When I Feel Like I’m Getting Old
I’m back with my periodic bout of illness.
A few days ago, for no practical reason, I set up a FreeBSD machine. It’s a very small machine with only 1GB of RAM, given my current pocketbook. But if I need to do something, I cat get something like Ubuntu or Amazon Linux, so why FreeBSD? Ten years ago, I could have come up with my own little reasons, but now I can’t. To be honest, the two OSes were close back then, but now the convenience of Linux is just overwhelmingly superior. It’s not like I have a lot of time to spare or nothing to do, but I feel pathetic that I’m doing this again where I have to spend hours setting up equipment, but what the heck, it’s an incurable disease.
Anyway, after completing the basic setup, I started installing packages in earnest. However, since it is not a rolling release system, old packages appeared. If it’s a Linux device, there is no problem because there are many user-mode package managers such as brew and asdf instead of system package managers these days, but it’s unthinkable in FreeBSD. Maybe it’s because I don’t know what’s going on in the BSD world, but in any case, all I can think of now is /usr/ports, that is, installation through source compilation.
“Oh yeah. I forgot, that’s why BSD sucks.”
When I was younger, I would have gone to the trouble of compiling the source and installing the package, even if it took hours. If I couldn’t compile it on a small machine, I would cross-compile it on a big Linux machine to get the version of the package I needed. But I’m too old for that now. I don’t have the disk space for a port system, and more importantly, I don’t feel like spending the time to do it.
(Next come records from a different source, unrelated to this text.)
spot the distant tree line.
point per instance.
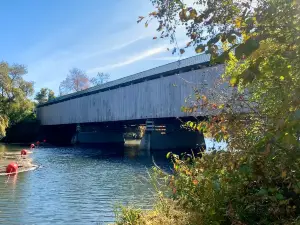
(78, 80)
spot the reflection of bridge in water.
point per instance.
(155, 96)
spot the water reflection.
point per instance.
(77, 185)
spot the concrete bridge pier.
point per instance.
(170, 137)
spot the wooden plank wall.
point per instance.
(159, 98)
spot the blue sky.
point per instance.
(53, 36)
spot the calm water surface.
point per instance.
(74, 186)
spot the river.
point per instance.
(76, 185)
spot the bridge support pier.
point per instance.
(170, 137)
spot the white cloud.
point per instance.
(131, 60)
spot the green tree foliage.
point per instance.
(101, 78)
(44, 95)
(256, 180)
(14, 95)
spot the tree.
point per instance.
(77, 80)
(101, 78)
(44, 95)
(256, 180)
(14, 95)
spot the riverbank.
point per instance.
(24, 163)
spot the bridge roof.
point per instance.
(164, 70)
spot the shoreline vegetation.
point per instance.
(257, 179)
(25, 163)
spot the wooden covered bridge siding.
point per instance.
(156, 98)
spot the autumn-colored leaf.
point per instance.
(140, 19)
(153, 13)
(195, 182)
(188, 44)
(200, 48)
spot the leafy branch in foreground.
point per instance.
(256, 179)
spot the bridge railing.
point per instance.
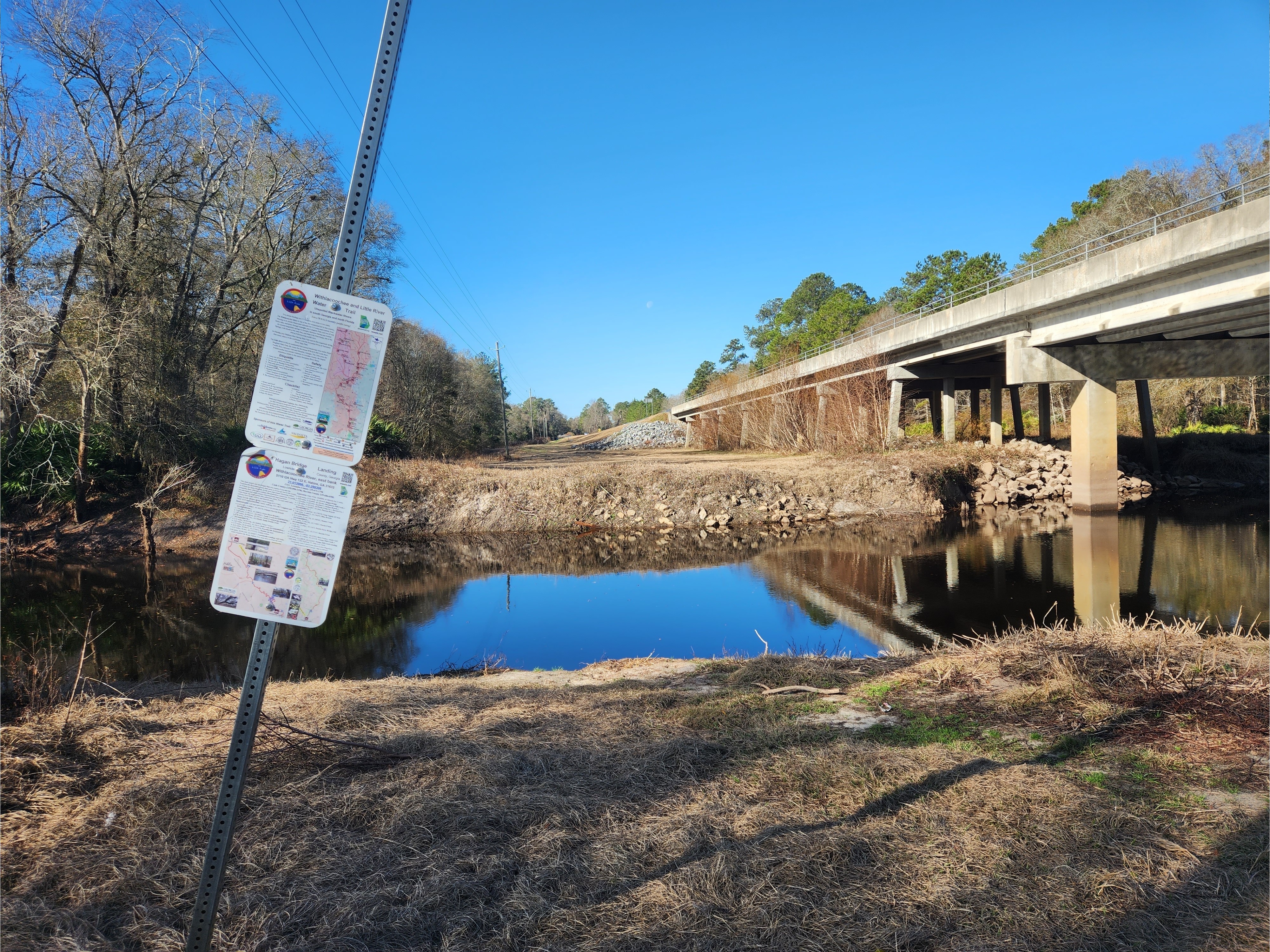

At best, I might as well blow up my FreeBSD rig and go back to using Linux, especially since I now know that source compilation is a carbon emission, and I shouldn’t do it unless it’s absolutely necessary. Even on my local machine at home, whenever I compile source, the sound of the fan running is like noise between floors.
I’d rather just use what someone else has already created, why reinvent the wheel?